As origens da peste negra, ou peste bubônica, têm sido debatidas há muito tempo. O que é certo é que a Y. pestis é transmitida aos humanos por pulgas que vivem em roedores. Uma proposta atual sustenta que a bactéria da peste se originou no leste da Ásia e foi transportada pelo continente a partir de 1200, quando o Império Mongol se expandiu. Esse cenário se baseou em evidências genéticas de vítimas europeias da Peste Negra e relatos escritos de um surto de peste não identificado encontrado por invasores mongóis de Bagdá nos anos 1200.

Mas as primeiras pistas arqueológicas e genéticas sobre o local e a hora de nascimento da Peste Negra vêm da Ásia Central, diz Spyrou. Escavações em dois cemitérios no norte do Quirguistão há quase 140 anos revelaram lápides indicando que muitas pessoas enterradas lá em 1338 e 1339 morreram de uma epidemia desconhecida. Os cemitérios foram usados de meados de 1200 a meados de 1300, mas inscrições em lápides indicavam que as mortes aumentaram em 1338 e 1339. Das 467 lápides datadas, 118 marcam mortes nesses dois anos.

Escavadores de um cemitério no Quirguistão, mostrados aqui durante o trabalho que decorreu de 1885 a 1892, desenterraram esqueletos humanos que agora fornecem pistas genéticas para as origens da Peste Negra na Europa.

COMO. LEYBIN, AGOSTO DE 1886


O grupo de Spyrou foi capaz de reconstruir todo o genoma de Y. pestis de dois dos três indivíduos da Ásia Central que morreram em 1338 ou 1339 e cujos dentes continham restos de DNA bacteriano. As comparações com as instruções genéticas de 203 amostras modernas de Y. pestis e 47 amostras de Y. pestis datadas dos séculos 14 a 19 identificaram os genomas da Ásia Central como uma única cepa que era um ancestral direto das cepas da Peste Negra.

Os pesquisadores também descobriram que marmotas e outros roedores que agora vivem na mesma região da Ásia Central carregam formas de Y. pestis intimamente relacionadas à variante antiga. A variante Y. pestis que matou os asiáticos centrais em 1338 e 1339 pode ter surgido localmente, sugerem os pesquisadores.

As razões para o surgimento de uma forma particularmente mortal de Y. pestis na Ásia Central durante o início de 1300 permanecem obscuras.

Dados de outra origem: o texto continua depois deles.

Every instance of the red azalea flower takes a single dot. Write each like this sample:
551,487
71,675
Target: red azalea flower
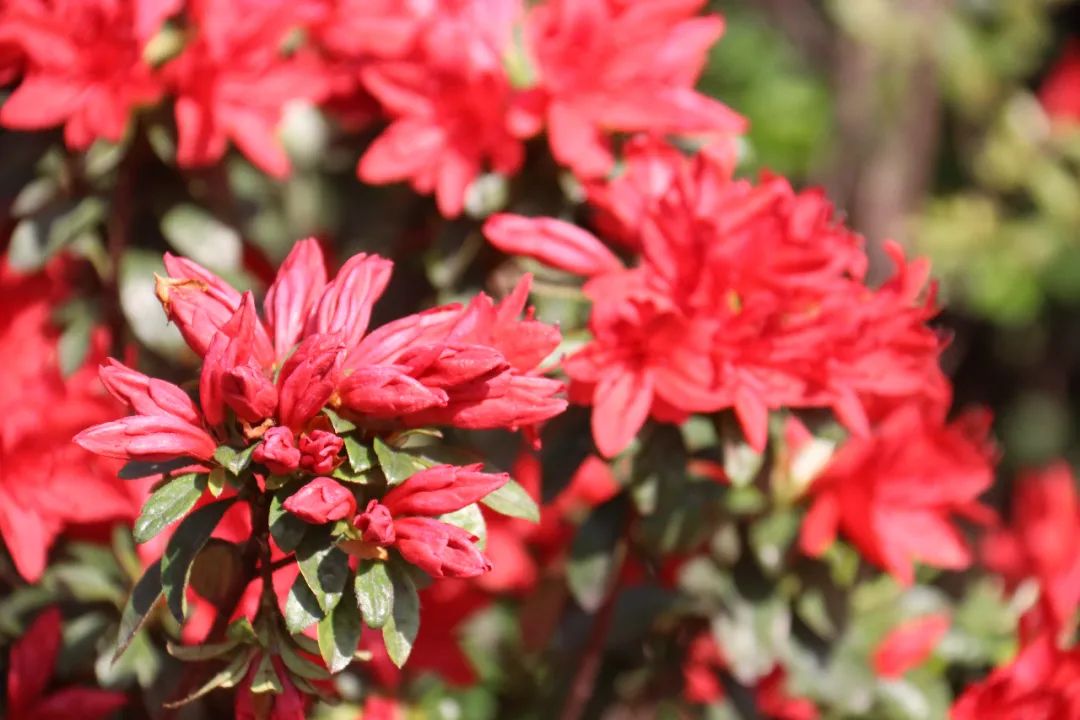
1040,543
1042,682
908,644
607,66
893,492
232,81
82,66
32,659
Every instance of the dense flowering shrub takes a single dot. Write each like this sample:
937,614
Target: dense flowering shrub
605,425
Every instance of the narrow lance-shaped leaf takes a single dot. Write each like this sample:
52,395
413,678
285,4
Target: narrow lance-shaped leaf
167,504
339,634
513,501
144,596
399,633
375,593
301,608
190,537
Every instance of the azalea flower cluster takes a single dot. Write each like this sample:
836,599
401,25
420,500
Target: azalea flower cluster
308,418
761,432
463,84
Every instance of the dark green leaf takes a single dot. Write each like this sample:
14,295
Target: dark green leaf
287,529
361,457
300,665
592,564
399,633
397,465
228,677
134,470
266,679
167,504
338,635
190,537
301,608
514,501
144,596
324,567
375,593
338,423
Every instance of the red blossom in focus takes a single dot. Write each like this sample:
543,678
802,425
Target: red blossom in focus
909,644
32,660
1042,682
40,409
893,493
1040,543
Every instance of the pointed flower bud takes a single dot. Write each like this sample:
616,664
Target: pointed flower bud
439,548
375,524
442,489
278,451
308,379
147,395
250,393
147,437
321,501
319,451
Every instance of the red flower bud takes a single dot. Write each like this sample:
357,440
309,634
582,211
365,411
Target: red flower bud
308,379
442,489
278,450
147,395
319,451
322,500
376,525
439,548
250,393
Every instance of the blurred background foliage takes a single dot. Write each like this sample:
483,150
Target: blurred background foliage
922,120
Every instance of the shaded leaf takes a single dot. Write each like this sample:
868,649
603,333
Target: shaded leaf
338,635
144,596
375,593
190,537
399,633
513,501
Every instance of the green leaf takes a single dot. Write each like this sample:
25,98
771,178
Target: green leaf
397,465
144,596
361,457
167,504
324,567
470,519
399,633
287,529
216,481
300,665
228,677
338,636
375,593
513,501
134,470
301,608
592,564
190,537
339,424
266,679
197,653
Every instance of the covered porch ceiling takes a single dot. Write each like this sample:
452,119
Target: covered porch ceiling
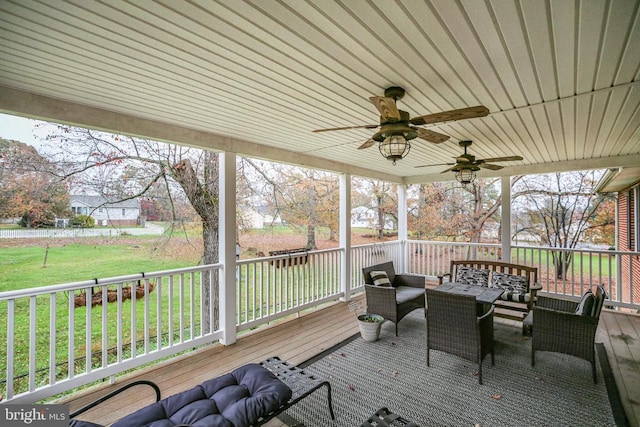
560,78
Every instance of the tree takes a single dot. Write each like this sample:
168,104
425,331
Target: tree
29,189
304,198
381,197
124,168
557,209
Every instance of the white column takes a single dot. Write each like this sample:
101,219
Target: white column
227,242
506,218
403,232
345,236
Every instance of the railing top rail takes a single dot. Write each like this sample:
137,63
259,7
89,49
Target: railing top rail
293,254
375,244
441,243
582,250
43,290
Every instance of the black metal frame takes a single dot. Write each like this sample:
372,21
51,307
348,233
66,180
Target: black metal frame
385,418
301,383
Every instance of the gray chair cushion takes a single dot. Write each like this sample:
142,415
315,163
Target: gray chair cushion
472,276
380,278
407,293
585,307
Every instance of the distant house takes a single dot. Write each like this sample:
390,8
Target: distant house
106,212
364,217
625,182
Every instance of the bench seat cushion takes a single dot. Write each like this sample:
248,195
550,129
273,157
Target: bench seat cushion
237,399
408,293
515,296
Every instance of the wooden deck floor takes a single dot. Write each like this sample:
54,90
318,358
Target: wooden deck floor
298,339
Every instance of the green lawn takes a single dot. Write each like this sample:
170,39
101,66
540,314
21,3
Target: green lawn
24,267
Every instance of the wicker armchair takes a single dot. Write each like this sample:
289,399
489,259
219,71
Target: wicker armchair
454,327
557,328
405,294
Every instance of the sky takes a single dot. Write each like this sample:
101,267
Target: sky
17,128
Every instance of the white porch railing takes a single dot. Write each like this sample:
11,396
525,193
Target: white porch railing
586,269
274,287
56,338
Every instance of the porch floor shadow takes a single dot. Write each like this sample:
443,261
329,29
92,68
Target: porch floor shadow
298,339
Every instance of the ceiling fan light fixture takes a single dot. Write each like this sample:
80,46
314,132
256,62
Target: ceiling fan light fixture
394,147
465,176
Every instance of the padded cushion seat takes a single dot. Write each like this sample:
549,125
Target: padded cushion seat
407,293
236,399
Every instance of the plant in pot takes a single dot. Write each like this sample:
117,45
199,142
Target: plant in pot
369,323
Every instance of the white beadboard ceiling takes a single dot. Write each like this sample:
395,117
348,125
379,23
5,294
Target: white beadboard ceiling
559,77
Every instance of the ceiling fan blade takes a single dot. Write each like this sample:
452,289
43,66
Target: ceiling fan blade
447,116
502,159
368,143
387,107
437,164
490,166
431,136
347,128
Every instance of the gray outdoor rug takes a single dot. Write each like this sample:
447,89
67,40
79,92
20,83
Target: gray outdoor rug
392,373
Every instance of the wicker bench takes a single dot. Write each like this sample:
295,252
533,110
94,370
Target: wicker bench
251,395
509,302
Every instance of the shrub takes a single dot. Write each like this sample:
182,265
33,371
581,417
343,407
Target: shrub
84,221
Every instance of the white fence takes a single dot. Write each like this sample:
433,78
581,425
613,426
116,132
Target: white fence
56,338
79,232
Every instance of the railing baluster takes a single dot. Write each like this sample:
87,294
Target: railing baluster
10,346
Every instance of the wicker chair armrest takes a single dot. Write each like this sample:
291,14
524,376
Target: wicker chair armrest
442,276
381,300
535,287
574,326
558,304
487,317
412,280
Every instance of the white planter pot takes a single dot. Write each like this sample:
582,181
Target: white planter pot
370,330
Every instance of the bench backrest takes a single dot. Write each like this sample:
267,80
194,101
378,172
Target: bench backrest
502,267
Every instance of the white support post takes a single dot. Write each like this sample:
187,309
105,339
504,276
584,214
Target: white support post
506,218
345,236
403,232
227,242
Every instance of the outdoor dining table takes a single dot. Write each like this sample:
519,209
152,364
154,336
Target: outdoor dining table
483,294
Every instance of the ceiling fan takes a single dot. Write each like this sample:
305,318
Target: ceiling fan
466,164
397,128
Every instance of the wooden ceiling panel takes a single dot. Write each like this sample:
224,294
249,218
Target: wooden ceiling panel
257,77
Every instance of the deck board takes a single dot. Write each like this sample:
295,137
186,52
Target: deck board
620,334
299,338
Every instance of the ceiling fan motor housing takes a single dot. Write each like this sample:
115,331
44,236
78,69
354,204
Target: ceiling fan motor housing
396,128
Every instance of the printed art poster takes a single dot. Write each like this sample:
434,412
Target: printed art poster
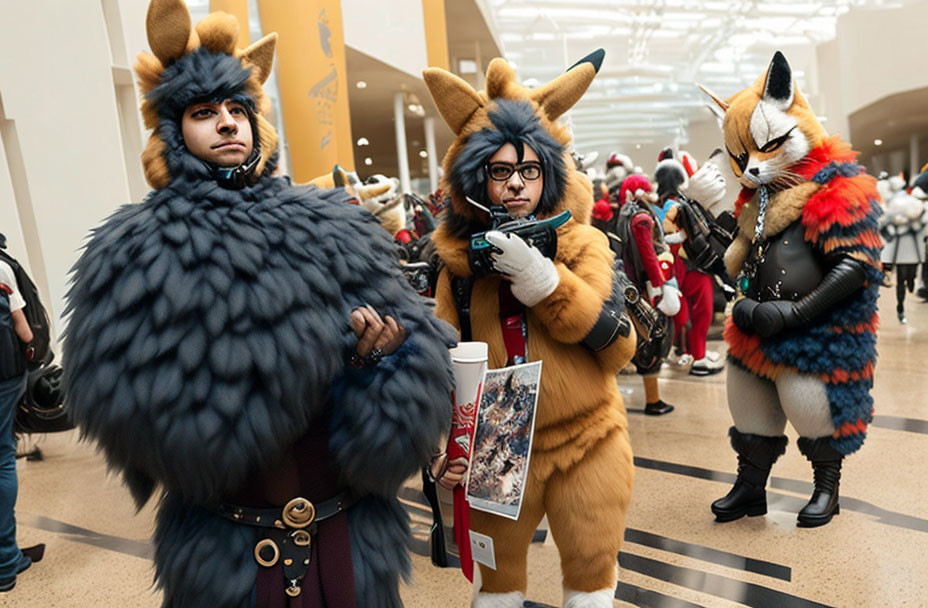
503,439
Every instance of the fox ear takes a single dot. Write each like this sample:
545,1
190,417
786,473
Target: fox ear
563,92
261,55
170,33
721,102
778,86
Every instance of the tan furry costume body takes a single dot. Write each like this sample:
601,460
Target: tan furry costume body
581,470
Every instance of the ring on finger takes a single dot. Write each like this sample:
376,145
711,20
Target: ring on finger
375,355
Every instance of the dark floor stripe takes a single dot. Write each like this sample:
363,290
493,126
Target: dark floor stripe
741,592
791,503
646,598
126,546
898,423
708,554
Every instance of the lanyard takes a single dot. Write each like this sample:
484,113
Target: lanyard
514,327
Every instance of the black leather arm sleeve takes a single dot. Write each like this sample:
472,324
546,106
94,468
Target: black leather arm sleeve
844,278
612,321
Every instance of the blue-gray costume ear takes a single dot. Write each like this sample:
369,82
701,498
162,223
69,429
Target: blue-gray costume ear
595,59
778,86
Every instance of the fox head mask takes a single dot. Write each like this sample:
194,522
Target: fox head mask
769,127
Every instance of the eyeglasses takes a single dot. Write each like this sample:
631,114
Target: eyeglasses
501,172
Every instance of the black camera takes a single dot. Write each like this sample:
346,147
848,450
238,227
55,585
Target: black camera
541,234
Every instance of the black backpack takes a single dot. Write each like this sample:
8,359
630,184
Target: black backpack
35,313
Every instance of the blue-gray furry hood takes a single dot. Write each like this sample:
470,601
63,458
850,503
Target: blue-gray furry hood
513,122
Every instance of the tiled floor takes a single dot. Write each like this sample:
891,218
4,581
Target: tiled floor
871,555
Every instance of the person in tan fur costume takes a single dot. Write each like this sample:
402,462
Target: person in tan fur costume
511,153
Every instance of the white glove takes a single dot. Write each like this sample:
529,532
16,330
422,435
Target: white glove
533,276
706,186
670,300
675,237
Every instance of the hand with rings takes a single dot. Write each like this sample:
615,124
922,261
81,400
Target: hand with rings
377,336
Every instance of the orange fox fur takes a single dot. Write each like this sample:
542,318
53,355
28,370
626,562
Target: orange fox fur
581,470
171,35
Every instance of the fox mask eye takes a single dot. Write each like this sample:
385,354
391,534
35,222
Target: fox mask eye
741,159
776,142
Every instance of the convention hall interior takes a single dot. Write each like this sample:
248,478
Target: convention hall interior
347,90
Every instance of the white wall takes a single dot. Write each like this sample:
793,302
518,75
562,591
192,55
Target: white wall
880,52
56,82
393,31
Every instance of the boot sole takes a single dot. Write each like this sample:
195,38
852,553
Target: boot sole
807,522
750,511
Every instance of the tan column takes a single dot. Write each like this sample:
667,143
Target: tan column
312,78
239,10
436,33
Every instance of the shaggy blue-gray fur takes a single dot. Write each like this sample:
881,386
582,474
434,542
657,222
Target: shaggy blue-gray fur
514,122
209,330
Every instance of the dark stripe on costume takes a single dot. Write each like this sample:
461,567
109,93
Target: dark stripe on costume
741,592
835,169
707,554
646,598
898,423
791,503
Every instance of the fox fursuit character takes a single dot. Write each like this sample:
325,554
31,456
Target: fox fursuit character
802,336
581,469
207,353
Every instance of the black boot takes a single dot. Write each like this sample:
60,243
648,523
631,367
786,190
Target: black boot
756,454
826,467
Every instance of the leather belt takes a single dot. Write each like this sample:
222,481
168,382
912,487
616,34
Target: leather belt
288,533
296,514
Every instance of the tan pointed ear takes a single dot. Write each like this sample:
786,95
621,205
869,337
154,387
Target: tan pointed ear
456,100
563,92
170,32
261,55
721,102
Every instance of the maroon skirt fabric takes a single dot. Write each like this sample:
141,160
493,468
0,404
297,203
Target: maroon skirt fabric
307,470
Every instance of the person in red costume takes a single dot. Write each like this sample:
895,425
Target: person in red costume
681,185
649,264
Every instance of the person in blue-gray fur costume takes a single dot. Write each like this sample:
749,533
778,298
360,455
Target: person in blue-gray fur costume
230,341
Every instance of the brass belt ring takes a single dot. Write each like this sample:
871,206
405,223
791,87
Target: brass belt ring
293,590
261,546
301,538
299,513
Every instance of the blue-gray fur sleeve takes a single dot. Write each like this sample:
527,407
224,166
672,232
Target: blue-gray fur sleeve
387,420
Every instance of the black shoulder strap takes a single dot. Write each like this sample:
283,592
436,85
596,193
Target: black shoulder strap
461,288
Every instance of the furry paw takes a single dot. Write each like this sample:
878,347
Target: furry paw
513,599
589,599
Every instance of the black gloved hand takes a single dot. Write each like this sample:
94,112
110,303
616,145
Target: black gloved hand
772,317
765,318
743,314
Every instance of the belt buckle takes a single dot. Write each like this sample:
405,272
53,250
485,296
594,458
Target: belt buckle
299,513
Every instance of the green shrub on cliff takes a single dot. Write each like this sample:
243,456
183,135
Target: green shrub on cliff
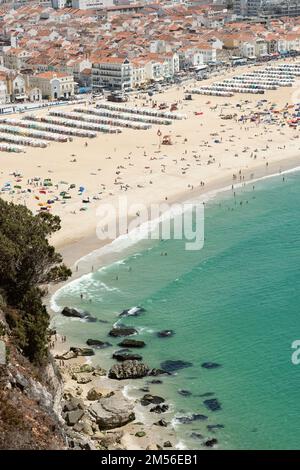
27,260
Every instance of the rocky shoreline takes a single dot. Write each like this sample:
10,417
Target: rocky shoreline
93,409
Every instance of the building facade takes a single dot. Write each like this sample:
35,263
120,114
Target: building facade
113,73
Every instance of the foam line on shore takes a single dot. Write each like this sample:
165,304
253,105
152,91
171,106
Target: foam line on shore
123,242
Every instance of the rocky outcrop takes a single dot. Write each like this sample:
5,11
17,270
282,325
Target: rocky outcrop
73,313
126,355
82,351
96,343
96,393
113,412
132,312
212,404
165,333
122,331
129,370
173,366
75,352
151,399
210,365
132,343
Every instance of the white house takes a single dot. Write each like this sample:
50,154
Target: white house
112,73
53,85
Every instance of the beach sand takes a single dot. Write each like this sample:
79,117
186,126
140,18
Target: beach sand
206,152
205,149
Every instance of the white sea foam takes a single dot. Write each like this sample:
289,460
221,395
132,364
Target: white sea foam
125,241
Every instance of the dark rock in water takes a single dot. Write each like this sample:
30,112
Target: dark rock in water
156,372
112,412
82,351
165,333
196,435
190,419
167,444
128,370
173,366
98,344
72,312
212,404
132,343
210,443
185,393
72,417
210,365
122,331
213,427
132,312
151,399
126,355
159,409
161,423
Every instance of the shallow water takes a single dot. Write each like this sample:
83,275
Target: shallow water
235,302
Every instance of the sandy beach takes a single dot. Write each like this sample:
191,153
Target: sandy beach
206,152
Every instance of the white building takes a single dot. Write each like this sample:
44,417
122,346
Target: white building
4,97
58,4
53,85
91,4
112,73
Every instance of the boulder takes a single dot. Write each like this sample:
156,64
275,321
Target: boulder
210,365
165,333
210,443
72,417
131,343
184,393
113,412
213,427
151,399
173,366
73,313
82,351
196,435
126,355
212,404
159,409
82,379
96,343
156,372
73,404
66,355
191,418
162,423
128,370
167,444
122,331
96,393
132,312
99,371
85,368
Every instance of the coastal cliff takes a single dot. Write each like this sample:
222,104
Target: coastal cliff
28,399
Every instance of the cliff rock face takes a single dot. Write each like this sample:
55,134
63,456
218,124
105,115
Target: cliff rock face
28,398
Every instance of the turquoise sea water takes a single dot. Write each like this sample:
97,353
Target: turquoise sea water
236,302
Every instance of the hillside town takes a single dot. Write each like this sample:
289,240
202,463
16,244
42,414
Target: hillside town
55,50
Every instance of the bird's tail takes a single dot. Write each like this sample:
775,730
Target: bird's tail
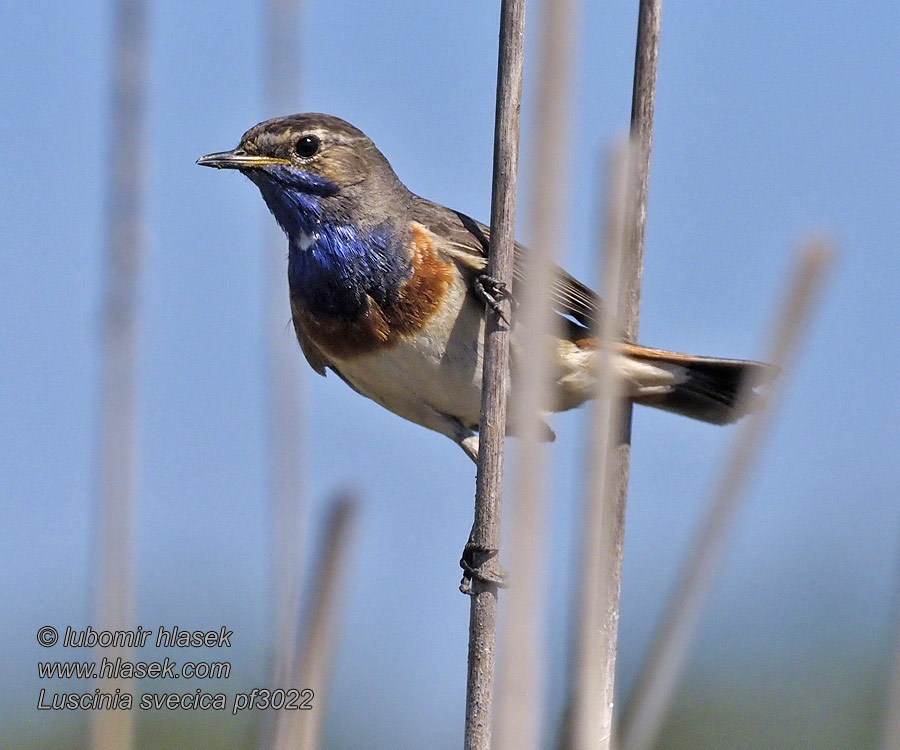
704,388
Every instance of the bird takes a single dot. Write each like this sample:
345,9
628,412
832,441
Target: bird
389,291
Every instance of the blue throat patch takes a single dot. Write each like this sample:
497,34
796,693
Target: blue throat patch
333,268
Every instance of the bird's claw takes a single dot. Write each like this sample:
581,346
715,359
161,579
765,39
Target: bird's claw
480,564
491,291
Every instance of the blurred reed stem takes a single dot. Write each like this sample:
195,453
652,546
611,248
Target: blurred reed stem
646,709
114,586
589,720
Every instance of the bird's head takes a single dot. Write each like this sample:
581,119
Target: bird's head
312,168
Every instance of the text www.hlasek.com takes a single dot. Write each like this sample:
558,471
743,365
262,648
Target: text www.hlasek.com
113,668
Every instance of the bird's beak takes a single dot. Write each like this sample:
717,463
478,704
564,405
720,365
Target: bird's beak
238,160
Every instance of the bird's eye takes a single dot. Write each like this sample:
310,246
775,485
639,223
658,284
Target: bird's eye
307,146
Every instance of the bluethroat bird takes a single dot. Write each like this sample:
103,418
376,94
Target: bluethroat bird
388,290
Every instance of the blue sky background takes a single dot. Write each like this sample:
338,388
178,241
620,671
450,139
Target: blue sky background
772,120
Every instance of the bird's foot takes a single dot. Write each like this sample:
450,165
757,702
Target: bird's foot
491,291
480,564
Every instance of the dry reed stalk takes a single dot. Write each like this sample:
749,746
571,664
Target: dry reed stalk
646,710
125,245
593,724
591,703
300,730
521,678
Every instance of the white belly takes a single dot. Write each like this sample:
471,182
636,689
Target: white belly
434,372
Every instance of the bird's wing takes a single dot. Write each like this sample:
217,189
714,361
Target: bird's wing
466,242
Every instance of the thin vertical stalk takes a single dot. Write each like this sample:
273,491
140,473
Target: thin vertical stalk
890,727
282,73
300,730
520,689
646,710
485,538
627,314
116,501
591,699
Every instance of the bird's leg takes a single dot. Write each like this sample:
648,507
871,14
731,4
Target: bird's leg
479,563
491,291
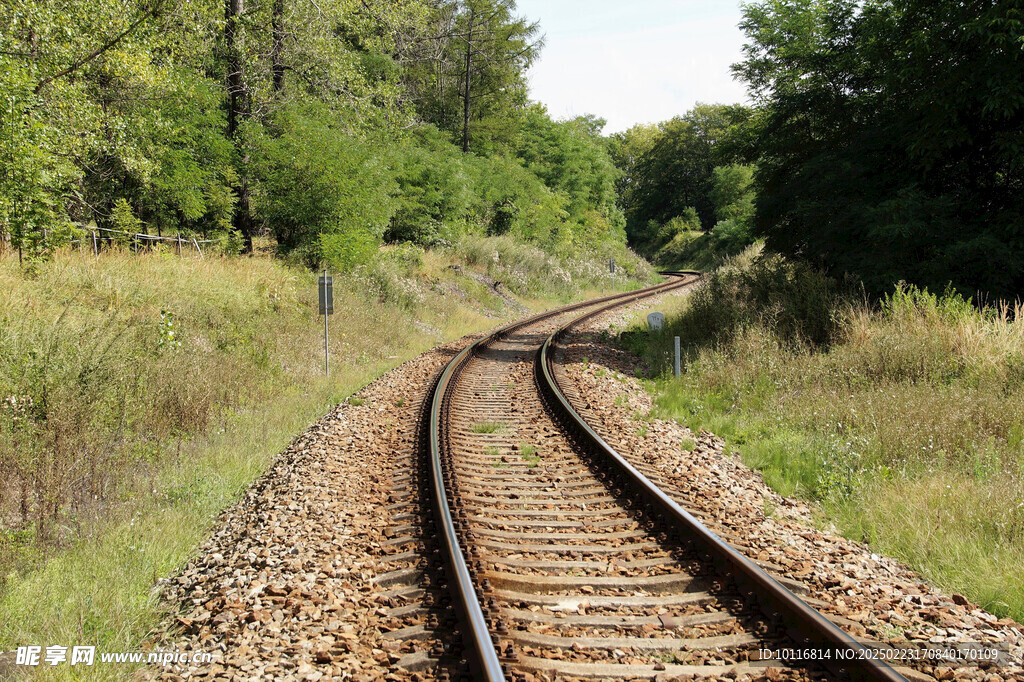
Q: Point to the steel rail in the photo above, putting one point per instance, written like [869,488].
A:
[807,625]
[481,653]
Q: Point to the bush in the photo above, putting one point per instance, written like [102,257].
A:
[791,301]
[324,193]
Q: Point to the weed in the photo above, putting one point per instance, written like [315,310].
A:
[901,421]
[488,427]
[528,453]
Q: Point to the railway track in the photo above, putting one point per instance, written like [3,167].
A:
[564,561]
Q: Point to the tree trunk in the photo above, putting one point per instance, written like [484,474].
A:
[233,41]
[238,110]
[465,96]
[278,48]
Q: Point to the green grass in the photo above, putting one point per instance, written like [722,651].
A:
[528,453]
[488,427]
[170,436]
[903,429]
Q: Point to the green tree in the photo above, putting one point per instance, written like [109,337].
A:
[470,78]
[889,144]
[676,171]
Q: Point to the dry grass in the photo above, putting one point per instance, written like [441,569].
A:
[906,427]
[119,448]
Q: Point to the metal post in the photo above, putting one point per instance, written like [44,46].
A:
[327,357]
[677,356]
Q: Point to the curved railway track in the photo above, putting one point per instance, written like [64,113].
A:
[565,561]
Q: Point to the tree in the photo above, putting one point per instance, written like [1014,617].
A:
[469,78]
[676,170]
[870,161]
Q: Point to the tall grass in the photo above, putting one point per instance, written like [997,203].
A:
[139,395]
[903,421]
[527,270]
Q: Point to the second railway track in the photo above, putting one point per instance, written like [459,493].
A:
[561,565]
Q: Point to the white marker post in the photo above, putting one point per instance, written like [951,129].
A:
[677,357]
[326,308]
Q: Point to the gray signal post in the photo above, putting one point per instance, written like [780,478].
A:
[326,308]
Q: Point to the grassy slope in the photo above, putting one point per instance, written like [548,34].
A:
[251,356]
[907,433]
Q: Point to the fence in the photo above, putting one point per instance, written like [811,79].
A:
[143,241]
[139,241]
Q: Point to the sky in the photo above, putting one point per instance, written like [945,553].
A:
[634,61]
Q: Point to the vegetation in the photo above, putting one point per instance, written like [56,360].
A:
[901,420]
[687,196]
[140,394]
[330,127]
[868,162]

A mais antiga cepa conhecida de Y. pestis, que data de cerca de 7.100 anos atrás na Europa Oriental, não possuía um gene indutor de peste que permitisse a transmissão rápida de pulgas para humanos.

O grupo de Spyrou traça de forma convincente a origem das cepas de Y. pestis envolvidas na Peste Negra da Europa até a Ásia Central, diz o biólogo evolucionário Nils Stenseth, da Universidade de Oslo, que não participou do estudo. Ele considera as novas descobertas consistentes com um cenário em que períodos de clima quente na Ásia Central desencadearam repetidos surtos de peste na Europa a partir de 1300. Tropas, viajantes e mercadores que se deslocavam pelas rotas comerciais da Ásia continuavam trazendo a praga para a Europa, suspeita Stenseth.

Embora a cepa Y. pestis recém-identificada pareça ser um ancestral de cepas europeias posteriores, as origens claras da Peste Negra – e outras pandemias, incluindo o COVID-19 – são notoriamente difíceis de identificar, diz o geneticista evolucionário Hendrik Poinar, da McMaster. Universidade de Hamilton, Canadá.

Por exemplo, será um desafio determinar se a antiga cepa Y. pestis da Ásia Central existia ainda mais cedo em uma ampla faixa do continente, diz ele. Se assim for, então uma cepa precursora da Peste Negra pode ter surgido antes de 1338 em uma parte ainda indeterminada da Ásia. As tentações de traduzir descobertas antigas de DNA em uma história do local preciso e do tempo de origem da Peste Negra “precisam ser temperadas”, diz ele.